2015-02-13 10:17 Global Times/Agencies Web Editor: Qin Dexing

Baidu Inc's shift to smartphones has come at a cost: The Chinese Internet firm forecast lower-than-expected revenue growth for the first quarter as its share from less profitable mobile browsing grows at the expense of PC searches.

The US-listed company posted a lower-than-expected 47.5 percent rise in 2014 fourth quarter revenues.

Its revenue forecast of 12.65-13.07 billion yuan ($2-$2.1 billion) for the current quarter came below analysts' average expectations of 13.62 billion yuan.

Baidu operates China's most widely used search engine.

It said that revenue from mobile searches had, for the first time, surpassed that from PCs in December 2014, but the amount advertisers paid per click on mobile devices remained steady at 60 percent of PC rates quarter-on-quarter.

"I wouldn't draw the conclusion that mobile monetization becomes a problem. It's not a problem," said Baidu CFO Jennifer Li Xinzhe, brushing off concerns about revenue growth at a post-results call with analysts.

"We're still on a trajectory of healthy and steady growth and there is a lot of room for us to continue to improve," Li noted.

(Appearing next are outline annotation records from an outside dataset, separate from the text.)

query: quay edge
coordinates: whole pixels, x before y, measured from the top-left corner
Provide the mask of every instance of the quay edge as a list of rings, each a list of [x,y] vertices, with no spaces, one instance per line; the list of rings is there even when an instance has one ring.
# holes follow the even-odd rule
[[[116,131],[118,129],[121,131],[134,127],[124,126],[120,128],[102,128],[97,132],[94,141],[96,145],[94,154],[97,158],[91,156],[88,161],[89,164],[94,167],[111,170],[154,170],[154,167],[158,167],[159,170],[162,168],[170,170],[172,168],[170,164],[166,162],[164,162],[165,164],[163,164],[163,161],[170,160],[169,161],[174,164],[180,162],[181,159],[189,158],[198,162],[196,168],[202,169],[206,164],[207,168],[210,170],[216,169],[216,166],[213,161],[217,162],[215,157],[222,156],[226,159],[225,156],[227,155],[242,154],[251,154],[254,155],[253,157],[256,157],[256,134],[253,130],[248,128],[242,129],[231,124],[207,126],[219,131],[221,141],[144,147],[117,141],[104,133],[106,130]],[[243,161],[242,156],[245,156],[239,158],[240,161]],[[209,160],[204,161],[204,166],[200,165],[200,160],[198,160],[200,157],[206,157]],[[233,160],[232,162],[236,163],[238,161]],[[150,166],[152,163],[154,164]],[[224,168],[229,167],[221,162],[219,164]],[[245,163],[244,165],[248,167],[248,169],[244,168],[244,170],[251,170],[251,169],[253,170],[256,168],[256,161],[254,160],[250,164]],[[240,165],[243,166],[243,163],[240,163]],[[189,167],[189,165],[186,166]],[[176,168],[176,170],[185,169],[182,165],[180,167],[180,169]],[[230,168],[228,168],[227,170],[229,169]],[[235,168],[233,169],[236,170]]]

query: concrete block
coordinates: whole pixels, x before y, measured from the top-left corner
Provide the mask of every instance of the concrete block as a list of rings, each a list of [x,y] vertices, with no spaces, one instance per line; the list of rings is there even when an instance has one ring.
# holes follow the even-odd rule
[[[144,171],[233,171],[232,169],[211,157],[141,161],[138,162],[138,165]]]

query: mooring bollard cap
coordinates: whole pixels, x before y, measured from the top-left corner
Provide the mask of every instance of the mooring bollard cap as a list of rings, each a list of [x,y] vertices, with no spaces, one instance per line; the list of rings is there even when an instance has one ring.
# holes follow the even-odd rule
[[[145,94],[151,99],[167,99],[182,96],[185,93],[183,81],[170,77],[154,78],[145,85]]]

Baidu said its first-quarter forecast was weighed down because of a few seasonal factors such as the Chinese New Year holidays falling in late February and doing more business on mobile.

Mobile browsing makes less money for search engines because adverts on smartphones are not as effective as PCs at taking a user to a site where they can make a purchase, said Ben Thompson, an analyst at tech analysis site stratechery.com.

"Google's results disappointed for the same reason," he noted.

Baidu's expansion of its mobile services in the world's largest smartphone market is likely to keep squeezing margins, and pit it against bigger rivals Alibaba Group Holding Ltd and Tencent Holdings Ltd.

Operating margins were 26 percent in 2014 compared to 35 percent in 2013, Reuters calculations showed.

Executives flagged a potential jump in 2015 selling, general and administrative expenses of roughly $830 million, mainly from promotional efforts for location-based services known as "online-to-offline" or "O2O."